3 Create the LLM Object

Make sure the Ollama is on and the LLama 3 model has been downloaded, then below code can be used to define a LLM object in the pipeline:

llm = ChatOllama(model="llama3",
                temperature=0.1)

4 RAG with Memory

In essence, there should be place to store chat history, also the the chat history is added to the prompt  in RAG, so that the LLM can access past conversation, also the chat history is update after each round of conversation. Below is a way to use the BaseChatMessageHistory to address this need:

### Contextualize question ###
contextualize_q_system_prompt = """Given a chat history and the latest user question \
which might reference context in the chat history, formulate a standalone question \
which can be understood without the chat history. Do NOT answer the question, \
just reformulate it if needed and otherwise return it as is."""
contextualize_q_prompt = ChatPromptTemplate.from_messages(
    [
        ("system", contextualize_q_system_prompt),
        MessagesPlaceholder("chat_history"),
        ("human", "{input}"),
    ]
)
history_aware_retriever = create_history_aware_retriever(
    llm, retriever, contextualize_q_prompt
)


### Answer question ###
qa_system_prompt = """You are an assistant for question-answering tasks. \
Use the following pieces of retrieved context to answer the question. \
If you don't know the answer, just say that you don't know. \
Use three sentences maximum and keep the answer concise.\

{context}"""
qa_prompt = ChatPromptTemplate.from_messages(
    [
        ("system", qa_system_prompt),
        MessagesPlaceholder("chat_history"),
        ("human", "{input}"),
    ]
)
question_answer_chain = create_stuff_documents_chain(llm, qa_prompt)

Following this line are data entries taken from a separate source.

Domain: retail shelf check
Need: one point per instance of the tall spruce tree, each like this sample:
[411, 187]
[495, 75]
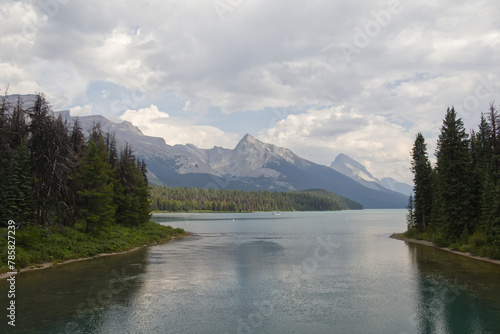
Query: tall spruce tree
[454, 214]
[422, 178]
[132, 192]
[96, 196]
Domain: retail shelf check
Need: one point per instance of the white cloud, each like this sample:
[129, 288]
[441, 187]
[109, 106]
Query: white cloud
[81, 111]
[263, 54]
[156, 123]
[321, 134]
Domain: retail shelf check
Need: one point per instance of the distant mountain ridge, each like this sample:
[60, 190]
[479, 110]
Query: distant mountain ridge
[356, 171]
[251, 165]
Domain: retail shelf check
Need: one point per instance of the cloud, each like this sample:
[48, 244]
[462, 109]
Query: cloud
[156, 123]
[262, 56]
[81, 111]
[321, 134]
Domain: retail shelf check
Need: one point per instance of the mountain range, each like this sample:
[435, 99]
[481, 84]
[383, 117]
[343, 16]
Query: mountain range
[251, 165]
[356, 171]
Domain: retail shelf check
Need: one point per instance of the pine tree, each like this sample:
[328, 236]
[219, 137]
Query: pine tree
[453, 205]
[422, 178]
[132, 192]
[96, 197]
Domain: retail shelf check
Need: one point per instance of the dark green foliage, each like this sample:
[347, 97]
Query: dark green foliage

rag_chain = create_retrieval_chain(history_aware_retriever, question_answer_chain)

Then define the RAG chain:

### Statefully manage chat history ###
store = {}

def get_session_history(session_id: str) -> BaseChatMessageHistory:
    if session_id not in store:
        store[session_id] = ChatMessageHistory()
    return store[session_id]


conversational_rag_chain = RunnableWithMessageHistory(
    rag_chain,
    get_session_history,
    input_messages_key="input",
    history_messages_key="chat_history",
    output_messages_key="answer",
)

Then let's try if the model understands the Yahoo Finance analysis, the question is What is the wall street expectation of the April Consumer Price Index (CPI)?.

llm_response = conversational_rag_chain.invoke(
    {"input": "What is the wall street expectation of the April Consumer Price Index (CPI)?"},
    config={
        "configurable": {"session_id": "abc123"}
    },  # constructs a key "abc123" in `store`.
)["answer"]

print('='*50)
display(Markdown(llm_response))

The response is:

According to the text, Wall Street expects an annual gain of 3.4% for headline CPI, which includes the price of food and energy, a decrease from the 3.5% headline number in March. Additionally, prices are expected to rise 0.4% on a month-over-month basis, in line with March's rise.

This is aligned with the source:

Yahoo Finance Analysis

Then, a question is asked based on the output of last question to calculate the double of the expected CPI:

llm_response = conversational_rag_chain.invoke(
    {"input": "What is the double of the expected CPI in the prior answer?"},
    config={
        "configurable": {"session_id": "abc123"}
    },  # constructs a key "abc123" in `store`.
)["answer"]

print('='*50)
display(Markdown(llm_response))

And this is the output:

The expected annual gain for headline CPI is 3.4%. The double of this value would be:

2 x 3.4% = 6.8%

So, the double of the expected CPI is 6.8%.

So the model successfully picks up the information that it returns in the past and answer correctly to the new question.

5 Summary

This enhanced solution extends the capabilities of a regular RAG by supporting chat history, making it highly beneficial for multiple rounds of conversations. With Ollama, experiments like this can be run on an affordable laptop with embedded GPUs. A special acknowledgment to Meta for their great work in improving Llama 3.